Foul Play In Terri Schiavo Case?

This is a partial transcript from Hannity & Colmes, October 27, 2003, that has been edited for clarity.

SEAN HANNITY, CO-HOST: A 1990 heart attack left Terri Schiavo (search) with severe brain damage. Since then a legal battle has raged over whether or not to keep her alive. On October 15 her feeding tube was removed, according to her husband's wishes.

Last week, after intervention by the Florida legislature, Governor Jeb Bush (search) ordered that her feeding tube be reinserted. Now time is running out for Terri's husband to challenge the constitutionality of the law that's been dubbed by many as Terri's Law.

So what will happen next in this tragic case? Joining us now is Terri's father, Robert Schindler. And also joining us, a neurosurgeon who has examined Terri, Dr. William Hammesfahr.

All right. Thank you both for being with us.

How is she doing first of all, Mr. Schindler, after the tube now has been reinserted?

ROBERT SCHINDLER, TERRI SCHIAVO'S FATHER: She's really made a remarkable combat. She's very, very tired naturally, being without food for seven days and hydration. But today, she was probably a little more responsive than yesterday, and she was very agitated today. She didn't want to bother with anybody or anything.

HANNITY: Yes. Doctor, you've examined her, and you've come to the conclusion, No. 1, that can she can be rehabilitated. And when is the last time you evaluated her and what else did you find?

DR. WILLIAM HAMMESFAHR, NEUROLOGIST: I saw her last about a year ago for the court. I want to just jump in here for a second. I'm a neurologist and not a neurosurgeon.

HANNITY: I'm sorry.

HAMMESFAHR: I saw her last about a year ago and as part of the court ordered evaluations.

HANNITY: Yes, but you basically said that she could be rehabilitated, that she showed...

HAMMESFAHR: Absolutely. She is not in a coma. She did not have a heart attack. She is not in a coma presently. She absolutely can be rehabilitated. There's no question about that.

HANNITY: You know, Mr. ...

HAMMESFAHR: In fact, she follows commands right now. She follows commands right now.

HANNITY: Well, I can see that.

HAMMESFAHR: She's not in a coma.

HANNITY: I'm not a doctor, but when I see this video it's heart- wrenching to me and the fact that this poor women went six days without a feeding tube is frightening to me.

The last time we had you on, Mr. Schindler, you were very harsh in your comments about the husband. And you believe his fear is, is that if your daughter wakes up, she will have to -- a tale to tell about him. Can you...

SCHINDLER: That comes from the evidence that there's medical evidence that she had a neck injury. And as the doctor said, she had no heart attack. And her ribs and parts of her body suffered fractures.


SCHINDLER: And there's really no explanation for what her collapse was. Not at all.

ALAN COLMES, CO-HOST: Doctor Hammesfahr, I read the medical report. There was a report that when she came into the E.R., she had a rigid neck. Is that consistent with a neck injury?

HAMMESFAHR: Absolutely, yes, it is. They also did X-rays at the emergency room and the X-rays showed straightening of the normal spinal curvature, which is very typical of a new neck injury.

COLMES: We heard a lot about low potassium, but this neck injury stuff is very interesting. Would that kind of a situation be consistent with the possibility of foul play?

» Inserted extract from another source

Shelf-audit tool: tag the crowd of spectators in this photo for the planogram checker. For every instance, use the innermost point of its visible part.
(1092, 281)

HAMMESFAHR: I'd like to go back to the potassium for a second, because he talked about the potassium and about the diet pills issue or some other drugs.

COLMES: Sure. Sure.

HAMMESFAHR: But the medical record clearly shows that there has never been a heart attack. Potassium causes damage by causing heart attacks, so we know the potassium is not an issue.

COLMES: But with the rigid neck, is that consistent with what could be foul play?

HAMMESFAHR: I have seen a neck that rigid from trauma to the neck.

COLMES: All right. So you wouldn't venture to say foul play but -- are you intimating that?

HAMMESFAHR: I think that that type of a neck that shows a degree of injury, and I think that it needs to be looked at much more closely to find out the exact cause.

Right now we have a woman who had a collapse with no known cause. No evidence of infection, heart attack, respiratory failure or anything. The only thing found in the emergency room is a damaged neck.

COLMES: Mr. Schindler, are you going to try to prove foul play at some point and try to press some kind of a case here against your son-in- law?

SCHINDLER: Well, what we're trying to do, there are two issues. One is to get Terri therapy, because we believe she can recover.

And the second thing is we want to have an investigation. We're asking the local police, the attorney, and no one will touch it. There's a cap on it. Someone's blocking everything.

HANNITY: Mr. Schindler, we're going to continue to follow this story. I'm very, very grateful to the Florida legislature and Jeb Bush. I think they did the right thing, and we'll monitor this and have you back on again.

SCHINDLER: So were we. Thank you very much.

HANNITY: Doctor, good to see you. Appreciate you being with us.